For a minority of elderly patients who have physical injuries to their lower limbs preventing non-invasive mechanical VTE prophylaxis and also at high-risk of bleeding, a retrievable inferior vena cava filter may represent the only option of VTE prophylaxis until the bleeding risk improves. Therefore, a multimodality VTE prophylaxis approach, by combining low-dose UFH, mechanical prophylaxis (compression devices and thigh length stockings) and early mobilization, may represent the most pragmatic approach so that most, if not all, hospitalized elderly patients can receive VTE within 24 h of hospitalization.

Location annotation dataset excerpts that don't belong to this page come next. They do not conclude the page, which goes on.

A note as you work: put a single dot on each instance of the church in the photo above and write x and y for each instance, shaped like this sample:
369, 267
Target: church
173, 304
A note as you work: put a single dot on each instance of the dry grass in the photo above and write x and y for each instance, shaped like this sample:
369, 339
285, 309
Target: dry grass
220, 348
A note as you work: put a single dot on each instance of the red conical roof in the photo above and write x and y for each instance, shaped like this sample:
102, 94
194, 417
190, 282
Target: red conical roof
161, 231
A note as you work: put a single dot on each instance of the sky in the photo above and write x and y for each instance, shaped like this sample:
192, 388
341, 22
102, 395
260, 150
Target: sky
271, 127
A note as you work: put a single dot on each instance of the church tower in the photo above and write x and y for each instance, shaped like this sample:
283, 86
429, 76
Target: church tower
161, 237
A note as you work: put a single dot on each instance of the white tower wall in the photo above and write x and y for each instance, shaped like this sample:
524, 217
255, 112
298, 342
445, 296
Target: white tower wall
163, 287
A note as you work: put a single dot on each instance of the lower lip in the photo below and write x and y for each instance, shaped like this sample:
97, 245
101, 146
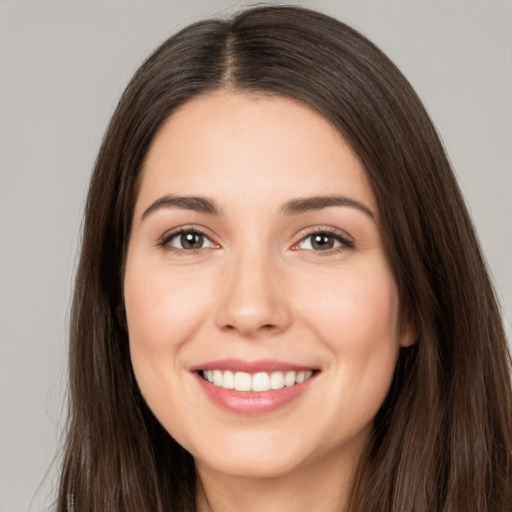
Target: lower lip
252, 403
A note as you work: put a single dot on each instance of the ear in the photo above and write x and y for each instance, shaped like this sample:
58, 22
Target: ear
408, 333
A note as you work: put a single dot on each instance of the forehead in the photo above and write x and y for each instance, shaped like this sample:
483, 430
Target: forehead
227, 144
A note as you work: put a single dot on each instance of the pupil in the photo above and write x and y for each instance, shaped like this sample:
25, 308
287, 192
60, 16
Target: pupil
322, 242
191, 241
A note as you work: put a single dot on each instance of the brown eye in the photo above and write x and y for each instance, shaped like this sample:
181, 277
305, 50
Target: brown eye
191, 240
188, 241
324, 241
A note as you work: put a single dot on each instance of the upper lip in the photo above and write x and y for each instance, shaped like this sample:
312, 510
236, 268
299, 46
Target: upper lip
260, 365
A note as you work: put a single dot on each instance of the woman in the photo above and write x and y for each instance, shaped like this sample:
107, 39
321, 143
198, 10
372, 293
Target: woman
281, 301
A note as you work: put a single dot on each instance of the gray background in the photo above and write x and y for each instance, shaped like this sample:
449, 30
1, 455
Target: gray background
63, 66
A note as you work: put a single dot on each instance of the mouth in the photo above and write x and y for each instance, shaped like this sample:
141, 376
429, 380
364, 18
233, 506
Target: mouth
254, 387
257, 382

Second, because many risk factors for VTE are so prevalent among elderly hospitalized patients,[8] we can argue that risk stratification by a complicated scoring system is, in fact, not necessary, and may only complicate the treatment pathway or reduce the compliance to VTE prophylaxis. One possible way to improve implementation of VTE prophylaxis for all hospitalized elderly patients is to treat every single hospitalized elderly patient (e.g., > 70 years old) as having a high-risk for VTE, as they should be, and automatically receive VTE prophylaxis without requiring other risk factors for VTE. A universal VTE prophylaxis, similar to universal precautions for infectious risks associated with blood and body fluids, so that VTE prophylaxis has to be opted out instead of opted in stands the best chance to change the practice or behaviours of clinicians on VTE prophylaxis and, if successful, may reduce over 50% of VTE complications in hospitalized patients.[51]

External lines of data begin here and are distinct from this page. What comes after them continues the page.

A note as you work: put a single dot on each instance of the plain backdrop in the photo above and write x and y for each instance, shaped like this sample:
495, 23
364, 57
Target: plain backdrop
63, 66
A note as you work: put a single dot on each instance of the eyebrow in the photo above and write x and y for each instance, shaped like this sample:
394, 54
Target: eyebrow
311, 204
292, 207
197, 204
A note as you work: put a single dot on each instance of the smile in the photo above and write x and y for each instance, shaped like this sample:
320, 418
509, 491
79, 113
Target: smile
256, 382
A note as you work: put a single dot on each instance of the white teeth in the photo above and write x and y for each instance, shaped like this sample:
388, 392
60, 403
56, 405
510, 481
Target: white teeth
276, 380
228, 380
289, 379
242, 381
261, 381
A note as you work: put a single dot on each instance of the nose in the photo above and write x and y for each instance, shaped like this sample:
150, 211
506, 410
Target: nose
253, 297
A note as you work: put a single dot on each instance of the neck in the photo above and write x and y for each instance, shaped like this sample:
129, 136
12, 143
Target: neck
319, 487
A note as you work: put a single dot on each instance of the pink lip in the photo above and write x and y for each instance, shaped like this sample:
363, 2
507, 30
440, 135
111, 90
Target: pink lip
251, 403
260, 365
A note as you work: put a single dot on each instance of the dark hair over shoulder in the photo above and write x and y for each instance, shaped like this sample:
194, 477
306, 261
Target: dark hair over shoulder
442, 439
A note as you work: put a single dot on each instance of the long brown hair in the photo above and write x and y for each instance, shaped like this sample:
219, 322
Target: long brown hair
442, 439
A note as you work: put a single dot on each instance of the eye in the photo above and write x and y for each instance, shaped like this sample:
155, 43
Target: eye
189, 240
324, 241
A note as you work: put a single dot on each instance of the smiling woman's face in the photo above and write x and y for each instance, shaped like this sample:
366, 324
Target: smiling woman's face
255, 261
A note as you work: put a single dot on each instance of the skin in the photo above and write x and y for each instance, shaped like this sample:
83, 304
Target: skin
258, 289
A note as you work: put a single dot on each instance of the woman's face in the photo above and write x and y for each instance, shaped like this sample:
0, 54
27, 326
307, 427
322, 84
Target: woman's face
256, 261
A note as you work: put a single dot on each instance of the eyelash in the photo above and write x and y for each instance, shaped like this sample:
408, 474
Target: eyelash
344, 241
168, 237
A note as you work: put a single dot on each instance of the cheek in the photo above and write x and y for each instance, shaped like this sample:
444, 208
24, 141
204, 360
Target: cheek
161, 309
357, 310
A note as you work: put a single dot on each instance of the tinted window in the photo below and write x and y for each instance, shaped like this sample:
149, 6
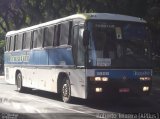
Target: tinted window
12, 43
57, 35
48, 36
18, 41
38, 38
64, 33
26, 40
7, 43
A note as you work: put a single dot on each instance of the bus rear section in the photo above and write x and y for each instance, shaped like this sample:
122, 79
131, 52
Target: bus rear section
118, 58
119, 82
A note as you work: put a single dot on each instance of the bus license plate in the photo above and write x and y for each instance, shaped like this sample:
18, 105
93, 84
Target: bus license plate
124, 90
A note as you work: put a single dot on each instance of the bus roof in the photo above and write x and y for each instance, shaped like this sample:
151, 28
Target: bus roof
85, 16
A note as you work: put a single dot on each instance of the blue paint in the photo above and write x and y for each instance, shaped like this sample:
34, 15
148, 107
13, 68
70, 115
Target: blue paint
54, 56
119, 73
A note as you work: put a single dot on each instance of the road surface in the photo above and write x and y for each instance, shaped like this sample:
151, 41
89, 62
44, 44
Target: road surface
37, 104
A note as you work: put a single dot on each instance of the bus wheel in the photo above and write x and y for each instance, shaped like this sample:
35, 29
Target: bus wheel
19, 82
66, 91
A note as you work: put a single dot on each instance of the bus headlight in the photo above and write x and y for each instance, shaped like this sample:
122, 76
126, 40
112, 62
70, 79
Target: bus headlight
145, 78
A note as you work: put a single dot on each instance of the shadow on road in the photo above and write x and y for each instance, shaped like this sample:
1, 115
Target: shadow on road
126, 105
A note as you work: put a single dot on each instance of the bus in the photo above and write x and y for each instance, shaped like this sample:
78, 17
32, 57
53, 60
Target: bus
90, 55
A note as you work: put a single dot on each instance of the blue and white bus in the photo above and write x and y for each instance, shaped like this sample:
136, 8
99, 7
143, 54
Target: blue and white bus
83, 55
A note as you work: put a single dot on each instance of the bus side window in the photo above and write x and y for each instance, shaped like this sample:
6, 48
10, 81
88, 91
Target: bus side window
18, 42
40, 38
57, 35
27, 40
64, 33
37, 38
12, 45
7, 43
81, 49
48, 36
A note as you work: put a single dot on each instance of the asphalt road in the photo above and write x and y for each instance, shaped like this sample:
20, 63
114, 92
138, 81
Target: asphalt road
37, 104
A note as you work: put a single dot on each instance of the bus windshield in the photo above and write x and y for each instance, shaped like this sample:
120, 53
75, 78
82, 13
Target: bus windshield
118, 44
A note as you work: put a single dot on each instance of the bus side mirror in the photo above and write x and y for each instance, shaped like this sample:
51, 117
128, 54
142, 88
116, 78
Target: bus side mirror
86, 35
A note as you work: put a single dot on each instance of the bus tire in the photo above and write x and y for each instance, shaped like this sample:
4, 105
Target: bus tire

Third, starting VTE prophylaxis immediately (STat or statim) upon hospitalization for all elderly patients (Universal) will not be possible unless the risks associated with such prophylaxis are very low for all patients. Because non-invasive mechanical VTE prophylaxis, such as thigh length stockings and pneumatic compression devices on the lower limbs, are virtually free of bleeding risk and do not require a physician's prescription, these VTE prophylaxis measures can be initiated immediately by ward nurses as soon as an elderly patient is hospitalized. Apart from offering some degree of immediate protection against VTE, the presence of a mechanical VTE prophylaxis device itself, or when it is also labelled with a VTE prophylaxis reminder, may serve very well to remind the attending physician the need to initiate pharmacological VTE prophylaxis (e.g., low dose UFH) when they see the patients. Using non-invasive mechanical VTE prophylaxis as a reminder for physicians to initiate pharmacological VTE prophylaxis may be easier than using complicated multi multi-screen set of electronic alerts.

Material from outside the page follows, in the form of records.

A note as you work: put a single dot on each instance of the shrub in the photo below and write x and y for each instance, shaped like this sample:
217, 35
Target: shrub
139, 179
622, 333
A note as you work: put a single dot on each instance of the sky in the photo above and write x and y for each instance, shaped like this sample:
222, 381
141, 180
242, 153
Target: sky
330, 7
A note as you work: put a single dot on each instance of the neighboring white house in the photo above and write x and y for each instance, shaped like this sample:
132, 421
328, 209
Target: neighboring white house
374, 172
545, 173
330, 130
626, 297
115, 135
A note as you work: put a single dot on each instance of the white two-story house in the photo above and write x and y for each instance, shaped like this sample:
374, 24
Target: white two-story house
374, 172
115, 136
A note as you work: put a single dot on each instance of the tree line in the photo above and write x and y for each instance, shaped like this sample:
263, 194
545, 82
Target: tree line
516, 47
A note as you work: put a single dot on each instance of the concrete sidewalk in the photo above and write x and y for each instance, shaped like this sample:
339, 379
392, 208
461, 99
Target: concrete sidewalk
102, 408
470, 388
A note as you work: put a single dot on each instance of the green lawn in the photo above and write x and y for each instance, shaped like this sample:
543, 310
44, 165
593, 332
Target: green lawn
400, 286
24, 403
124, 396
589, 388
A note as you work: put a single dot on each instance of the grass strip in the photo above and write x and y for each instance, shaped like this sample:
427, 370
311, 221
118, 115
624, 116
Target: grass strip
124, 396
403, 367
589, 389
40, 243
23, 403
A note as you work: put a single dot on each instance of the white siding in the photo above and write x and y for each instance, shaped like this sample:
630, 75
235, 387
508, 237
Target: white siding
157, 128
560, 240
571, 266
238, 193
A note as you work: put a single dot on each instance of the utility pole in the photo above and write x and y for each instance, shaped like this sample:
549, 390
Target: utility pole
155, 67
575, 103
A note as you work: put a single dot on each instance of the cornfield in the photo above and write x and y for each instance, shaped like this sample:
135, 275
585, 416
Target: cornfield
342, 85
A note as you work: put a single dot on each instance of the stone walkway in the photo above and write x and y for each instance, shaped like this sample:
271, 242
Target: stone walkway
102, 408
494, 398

In summary, despite significant advances in VTE prophylaxis that have been achieved in the last two decades, an unmet gap between evidence and practice exists and many suitable hospitalized elderly patients remain untreated with VTE prophylaxis. Perhaps, it is time for us to consider a different approach to improve the implementation of VTE prophylaxis for hospitalized elderly patients. Non-invasive mechanical VTE prophylaxis and early mobilization should be implemented for all elderly patients as soon as they are hospitalized. An ‘opt out’ stands a better chance than an ‘opt in’ system for implementation of VTE prophylaxis. The components of the multimodality approach, as discussed in the review, should remain dynamic and be adjusted when the VTE and bleeding risk of a patient changes during the course of hospitalization and after hospital discharge. A large clustered randomized controlled trial is, however, needed to assess whether early, multimodality, universal VTE prophylaxis will improve important clinical outcomes of hospitalized elderly patients.